Dial a Dump founder Ian Malouf turns to yachting after $577m sale
Ian Malouf says he knows how to work and how to party, combining both last night as 300 guests joined him over cocktails to celebrate the $577 million sale of his Dial a Dump waste business to the listed Bingo Industries.
Malouf, described as Australia’s “richest garbo”, partied on at Bar Machiavelli in Sydney’s Rushcutters Bay in an event meant to launch his rapidly growing Ahoy Club charter platform, which is shaking up the superyacht industry around the world.
“We’d originally planned it as a success party for Ahoy and as an excuse to reintroduce ourselves to the yacht market here ahead of the Australian summer,” Malouf told The Australian.
“But its fair to say it’s a good coincidence [with the Bingo deal] and the party could go on for a little while. We will have a lot of fun.”
Malouf owned the majority of Dial a Dump, which he started as a one-man rubbish collection business while still a student in 1984 and built into a business that had pre-tax earnings of $51.6m in 2018. Earlier this year he struck a $100m deal with billionaire retailer Brett Blundy to buy out his share of the business ahead of the Bingo sale.

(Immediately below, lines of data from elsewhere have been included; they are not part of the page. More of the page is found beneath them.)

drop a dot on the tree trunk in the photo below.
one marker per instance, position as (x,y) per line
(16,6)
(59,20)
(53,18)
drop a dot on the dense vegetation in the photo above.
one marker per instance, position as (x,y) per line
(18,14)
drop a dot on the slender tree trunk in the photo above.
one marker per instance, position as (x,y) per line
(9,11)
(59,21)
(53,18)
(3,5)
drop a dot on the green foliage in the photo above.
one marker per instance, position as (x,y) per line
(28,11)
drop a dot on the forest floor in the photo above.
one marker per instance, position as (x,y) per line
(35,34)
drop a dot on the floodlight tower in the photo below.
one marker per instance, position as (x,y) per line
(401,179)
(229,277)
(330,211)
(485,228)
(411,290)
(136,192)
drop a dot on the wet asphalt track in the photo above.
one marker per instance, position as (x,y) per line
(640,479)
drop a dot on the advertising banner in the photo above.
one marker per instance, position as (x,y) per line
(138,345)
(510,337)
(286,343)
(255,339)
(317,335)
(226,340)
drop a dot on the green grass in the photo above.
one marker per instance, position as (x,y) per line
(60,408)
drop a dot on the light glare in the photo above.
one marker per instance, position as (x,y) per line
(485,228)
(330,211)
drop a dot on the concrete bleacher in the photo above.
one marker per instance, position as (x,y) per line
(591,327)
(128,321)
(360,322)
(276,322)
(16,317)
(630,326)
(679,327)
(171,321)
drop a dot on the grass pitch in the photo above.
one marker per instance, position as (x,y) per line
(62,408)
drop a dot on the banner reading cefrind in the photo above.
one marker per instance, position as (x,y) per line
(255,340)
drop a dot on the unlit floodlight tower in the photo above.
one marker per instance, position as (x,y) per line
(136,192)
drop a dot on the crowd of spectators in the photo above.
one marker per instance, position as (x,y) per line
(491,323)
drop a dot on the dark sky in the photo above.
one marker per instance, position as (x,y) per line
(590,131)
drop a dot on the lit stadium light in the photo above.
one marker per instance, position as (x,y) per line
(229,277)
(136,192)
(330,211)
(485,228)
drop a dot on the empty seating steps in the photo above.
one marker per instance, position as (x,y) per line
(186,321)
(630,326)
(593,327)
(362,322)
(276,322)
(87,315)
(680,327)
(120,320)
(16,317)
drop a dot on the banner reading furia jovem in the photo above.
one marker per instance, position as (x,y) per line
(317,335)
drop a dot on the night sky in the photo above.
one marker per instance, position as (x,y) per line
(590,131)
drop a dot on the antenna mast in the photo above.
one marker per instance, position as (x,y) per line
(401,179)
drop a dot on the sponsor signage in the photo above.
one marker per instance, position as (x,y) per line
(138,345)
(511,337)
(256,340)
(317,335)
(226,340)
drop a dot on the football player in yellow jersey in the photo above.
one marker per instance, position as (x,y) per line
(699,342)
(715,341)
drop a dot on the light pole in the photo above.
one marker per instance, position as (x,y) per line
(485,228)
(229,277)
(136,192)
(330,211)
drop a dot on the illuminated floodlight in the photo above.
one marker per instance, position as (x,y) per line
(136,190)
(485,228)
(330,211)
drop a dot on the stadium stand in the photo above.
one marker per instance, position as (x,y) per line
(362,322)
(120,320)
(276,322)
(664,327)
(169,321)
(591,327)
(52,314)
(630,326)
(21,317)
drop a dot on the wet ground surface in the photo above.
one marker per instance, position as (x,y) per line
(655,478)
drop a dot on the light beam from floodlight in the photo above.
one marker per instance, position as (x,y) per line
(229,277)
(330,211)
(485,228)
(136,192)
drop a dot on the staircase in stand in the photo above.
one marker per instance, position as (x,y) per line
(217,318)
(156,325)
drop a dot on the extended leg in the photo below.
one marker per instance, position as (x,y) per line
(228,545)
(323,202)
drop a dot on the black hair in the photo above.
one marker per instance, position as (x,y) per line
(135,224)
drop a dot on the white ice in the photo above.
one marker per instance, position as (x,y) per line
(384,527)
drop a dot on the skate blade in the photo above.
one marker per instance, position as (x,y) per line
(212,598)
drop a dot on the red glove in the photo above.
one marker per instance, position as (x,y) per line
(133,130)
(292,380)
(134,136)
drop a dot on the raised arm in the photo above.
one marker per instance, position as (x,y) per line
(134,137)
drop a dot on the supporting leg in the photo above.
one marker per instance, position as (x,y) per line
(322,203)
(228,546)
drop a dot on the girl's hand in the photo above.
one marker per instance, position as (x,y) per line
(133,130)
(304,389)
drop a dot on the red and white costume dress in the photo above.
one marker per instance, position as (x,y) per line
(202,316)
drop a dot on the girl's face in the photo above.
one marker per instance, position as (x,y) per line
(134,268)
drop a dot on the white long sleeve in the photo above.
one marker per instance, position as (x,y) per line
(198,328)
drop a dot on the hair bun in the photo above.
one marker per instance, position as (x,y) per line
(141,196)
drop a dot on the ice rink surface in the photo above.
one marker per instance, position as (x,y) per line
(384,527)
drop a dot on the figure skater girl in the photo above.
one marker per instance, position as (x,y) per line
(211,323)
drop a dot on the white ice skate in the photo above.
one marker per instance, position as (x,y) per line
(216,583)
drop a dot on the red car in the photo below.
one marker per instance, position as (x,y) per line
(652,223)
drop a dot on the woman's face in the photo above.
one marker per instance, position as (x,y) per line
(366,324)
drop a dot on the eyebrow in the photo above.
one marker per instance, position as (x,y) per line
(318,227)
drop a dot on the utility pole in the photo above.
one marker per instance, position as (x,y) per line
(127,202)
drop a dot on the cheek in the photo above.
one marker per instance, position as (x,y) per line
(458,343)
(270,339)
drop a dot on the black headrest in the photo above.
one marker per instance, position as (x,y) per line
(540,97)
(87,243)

While Malouf will receive what he calls “a telephone number” in cash for the deal announced yesterday, or most of $377.5m, he will also get the bulk of $200m in Bingo shares issued as part of the deal and join the company’s board.
“This is a smart move. There was not a lot of overlap in the assets and they have a great management team at Bingo. So this is not goodbye to the waste industry,” he says.

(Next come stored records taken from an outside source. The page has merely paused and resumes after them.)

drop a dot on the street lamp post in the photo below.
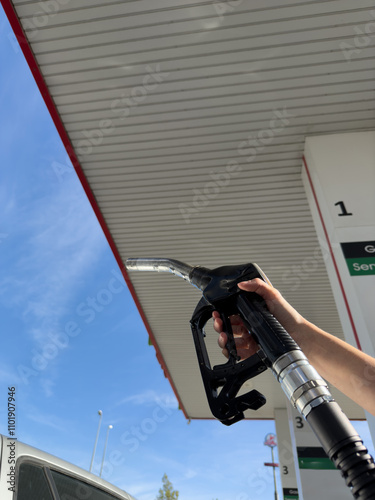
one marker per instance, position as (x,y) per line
(270,440)
(100,413)
(105,449)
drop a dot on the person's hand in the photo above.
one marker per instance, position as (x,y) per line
(287,316)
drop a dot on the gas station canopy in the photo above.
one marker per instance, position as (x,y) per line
(186,123)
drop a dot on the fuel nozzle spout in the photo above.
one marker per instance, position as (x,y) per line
(197,276)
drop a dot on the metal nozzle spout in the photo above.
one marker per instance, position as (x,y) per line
(160,265)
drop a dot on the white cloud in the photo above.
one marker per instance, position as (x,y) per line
(149,398)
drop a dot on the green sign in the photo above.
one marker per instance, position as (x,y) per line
(361,266)
(290,494)
(360,257)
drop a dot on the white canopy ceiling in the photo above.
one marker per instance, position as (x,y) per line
(188,119)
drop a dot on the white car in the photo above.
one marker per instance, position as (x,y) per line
(27,473)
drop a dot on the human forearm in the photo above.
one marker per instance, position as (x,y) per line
(345,367)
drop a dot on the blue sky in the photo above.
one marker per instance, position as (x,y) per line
(68,359)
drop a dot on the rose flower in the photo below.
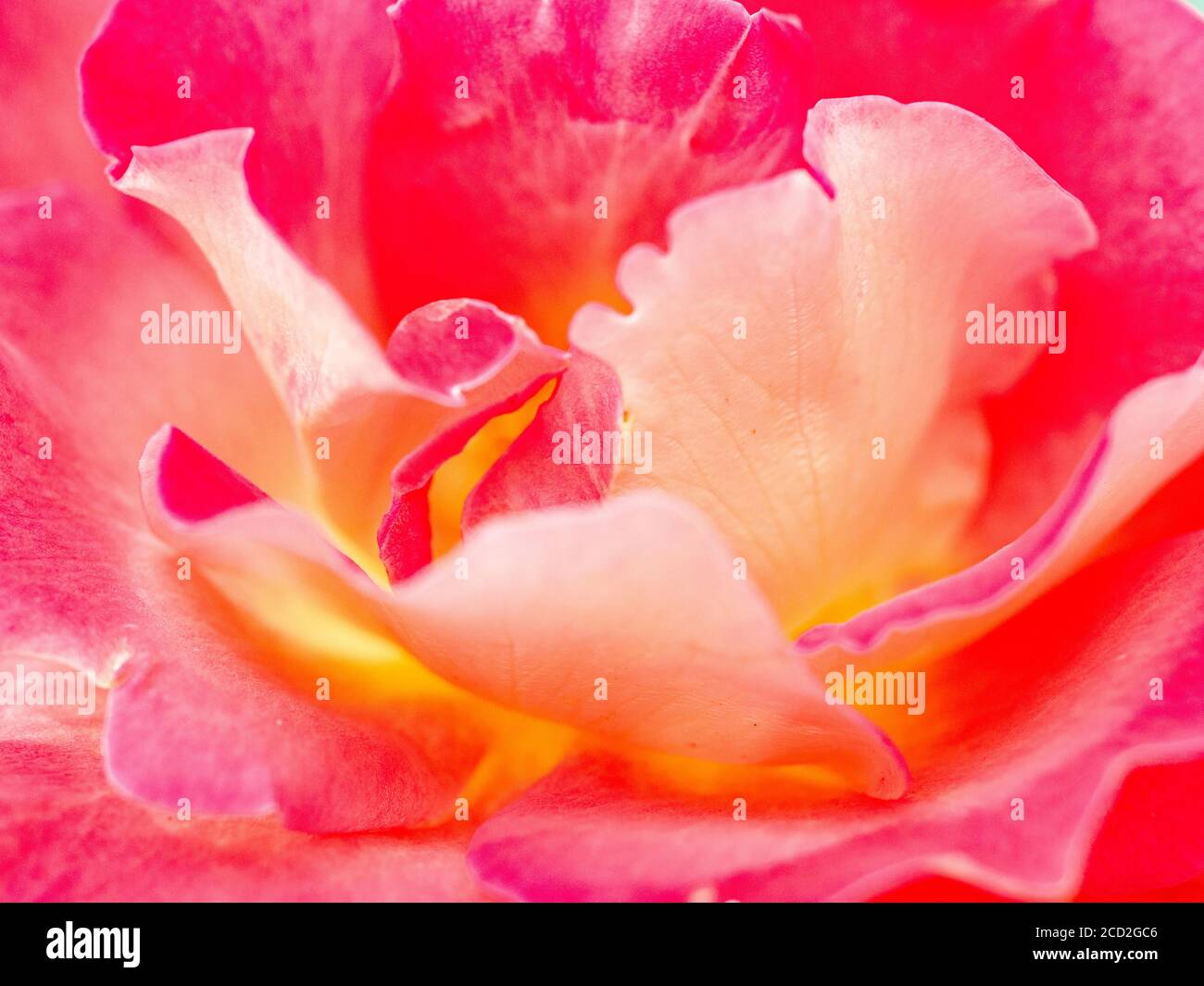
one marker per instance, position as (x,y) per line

“It may have been a little while since I’ve yielded a shovel but I still know how to use one. I’ve still got a lot invested in it. And you can work from anywhere in the world these days.”

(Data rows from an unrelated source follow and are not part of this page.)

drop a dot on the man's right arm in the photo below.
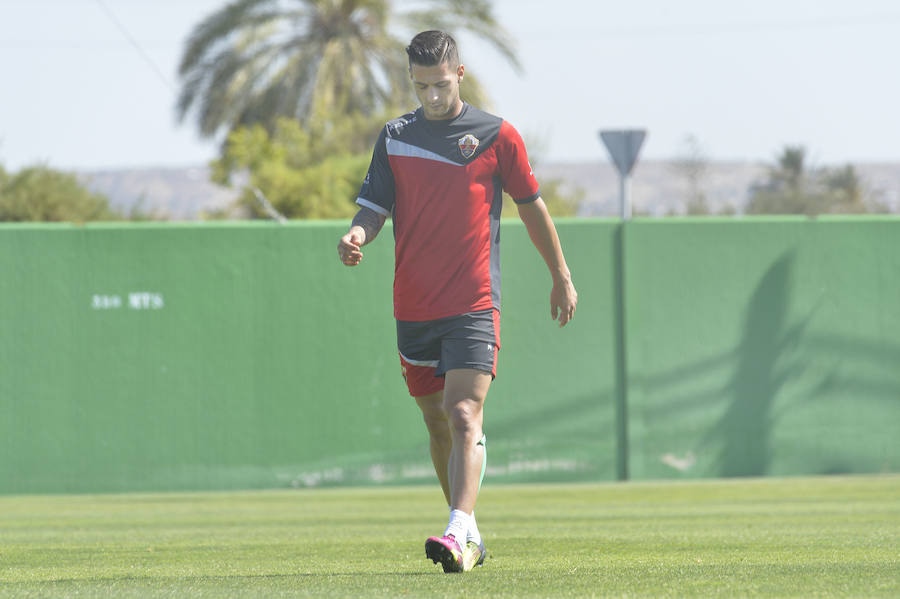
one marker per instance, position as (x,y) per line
(365,227)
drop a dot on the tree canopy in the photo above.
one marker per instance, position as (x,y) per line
(255,61)
(40,193)
(793,187)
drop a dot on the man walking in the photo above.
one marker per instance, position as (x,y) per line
(439,173)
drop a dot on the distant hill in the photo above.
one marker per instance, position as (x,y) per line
(164,193)
(658,188)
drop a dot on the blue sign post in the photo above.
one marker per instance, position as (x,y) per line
(623,147)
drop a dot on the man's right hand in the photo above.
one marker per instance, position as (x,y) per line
(348,247)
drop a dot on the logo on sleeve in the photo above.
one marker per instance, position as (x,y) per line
(467,145)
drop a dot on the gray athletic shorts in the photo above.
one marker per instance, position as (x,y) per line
(430,348)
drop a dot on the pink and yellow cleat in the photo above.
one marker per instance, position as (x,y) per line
(445,550)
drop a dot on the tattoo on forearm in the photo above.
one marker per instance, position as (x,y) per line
(370,221)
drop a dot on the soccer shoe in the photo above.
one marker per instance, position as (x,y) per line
(473,555)
(445,550)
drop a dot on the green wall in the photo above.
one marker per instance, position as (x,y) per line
(232,356)
(763,347)
(218,356)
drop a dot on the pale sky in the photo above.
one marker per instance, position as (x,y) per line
(744,77)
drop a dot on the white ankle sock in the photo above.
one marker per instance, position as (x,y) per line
(472,534)
(459,525)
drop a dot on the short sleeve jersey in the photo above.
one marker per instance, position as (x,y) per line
(442,182)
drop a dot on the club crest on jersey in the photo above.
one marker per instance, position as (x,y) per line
(467,145)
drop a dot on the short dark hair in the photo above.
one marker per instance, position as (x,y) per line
(431,48)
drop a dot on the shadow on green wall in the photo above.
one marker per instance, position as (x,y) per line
(746,426)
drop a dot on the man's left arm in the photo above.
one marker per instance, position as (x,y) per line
(563,297)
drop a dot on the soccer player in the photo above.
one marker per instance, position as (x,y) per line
(439,173)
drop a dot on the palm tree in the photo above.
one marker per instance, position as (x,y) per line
(254,61)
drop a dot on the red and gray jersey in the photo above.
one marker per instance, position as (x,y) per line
(442,183)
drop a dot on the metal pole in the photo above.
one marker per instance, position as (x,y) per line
(625,196)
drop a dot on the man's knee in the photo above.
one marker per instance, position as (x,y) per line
(434,415)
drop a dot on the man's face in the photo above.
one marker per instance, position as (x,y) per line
(437,88)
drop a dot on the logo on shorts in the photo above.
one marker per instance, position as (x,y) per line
(467,145)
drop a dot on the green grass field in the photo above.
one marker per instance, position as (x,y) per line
(807,537)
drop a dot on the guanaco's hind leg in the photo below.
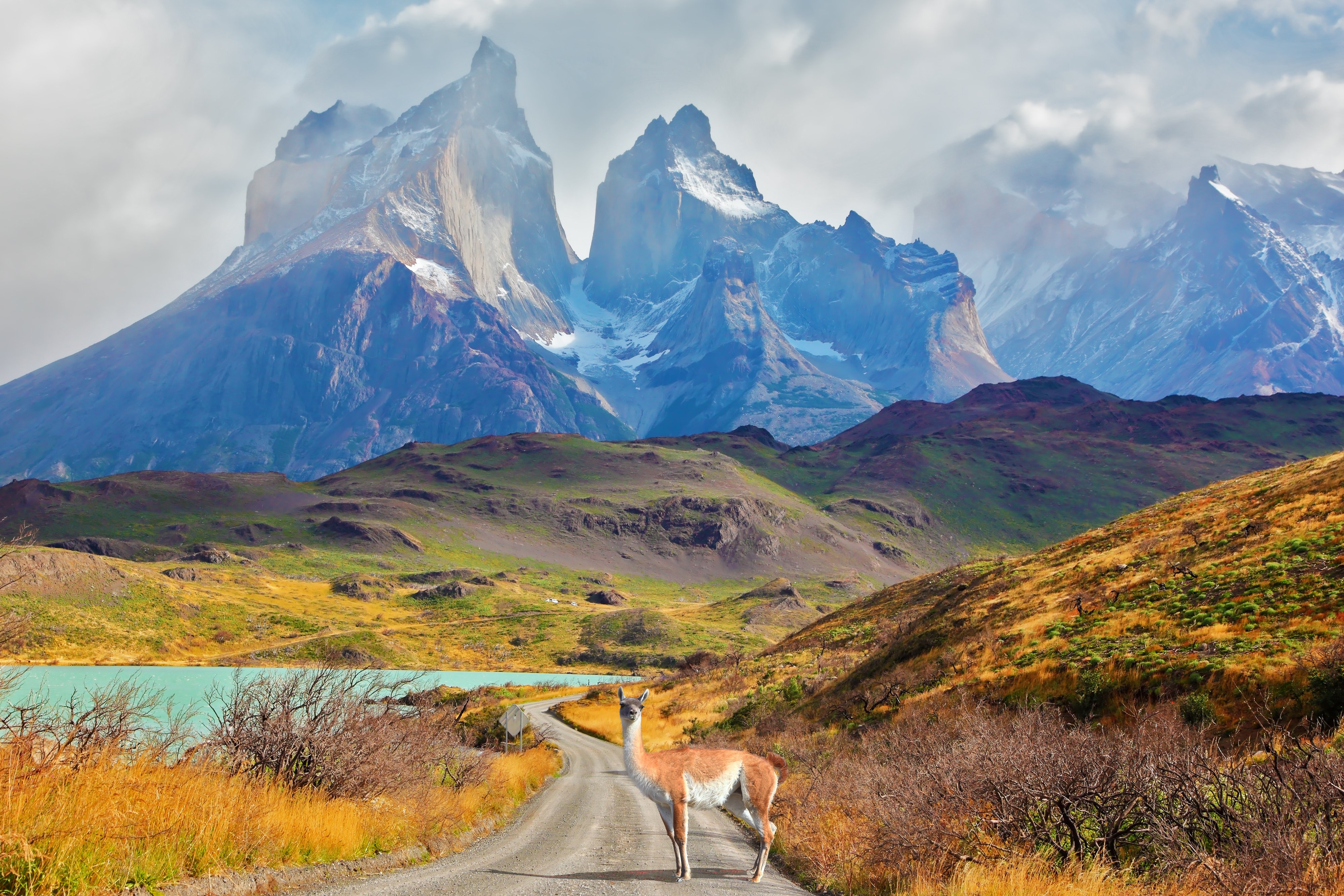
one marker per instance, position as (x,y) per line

For Malouf that increasingly will mean Europe. He has just returned to Sydney to finalise the Bingo deal after spending the northern summer flitting between Cannes, Monaco and other ports in his $40m 52.4m yacht Mischief.
His Ahoy Club is based in London and plans to open for business in cities such as New York and Hong Kong, offering steep discounts on deals for the mega-wealthy to rent superyachts.
Yacht brokers have charged 20 per cent commission for deals that run into the hundreds of thousands per week but Malouf’s company, which he runs with daughter Ellie, charges just 4 per cent and offers an app for users to find yachts in all price ranges.
It is capitalising on what Malouf believes is wealthy people’s eye for a bargain, however big their fortune is.
“I don’t care how rich you are — everyone wants to find a good deal,” he says.
“We previously had Mischief on the market for €295,000 per week and now with us it’s €254,000. So that’s a €50,000 saving, and for anyone that’s substantial.”
He says Ahoy has already brokered 100 charter contracts in only a few months of operation and has 2500 yachts on its platform. About 80 per cent are in Europe but with the northern summer soon to end, Malouf is targeting the Caribbean and Australian markets.
Ahoy has also put a few noses out of joint in the charter industry.
“We got banned from the Monaco Yacht Show [in September]. It’s run by brokers and they got wind we were going. They offered our money back but I said no. So it’s my first legal battle in the industry. I don’t shy away from a fight.”
Malouf has long been a superyacht connoisseur. Mischief’s features include marble floors, leather walls, on-deck clay pigeon shooting and a climbing wall that lowers into the water.
But the Bingo sale means Mischief is on the market.
“The deal allows me to upgrade to an even bigger toy, I suppose,” says Malouf with a laugh. “You’ve got to get out there and have some fun.”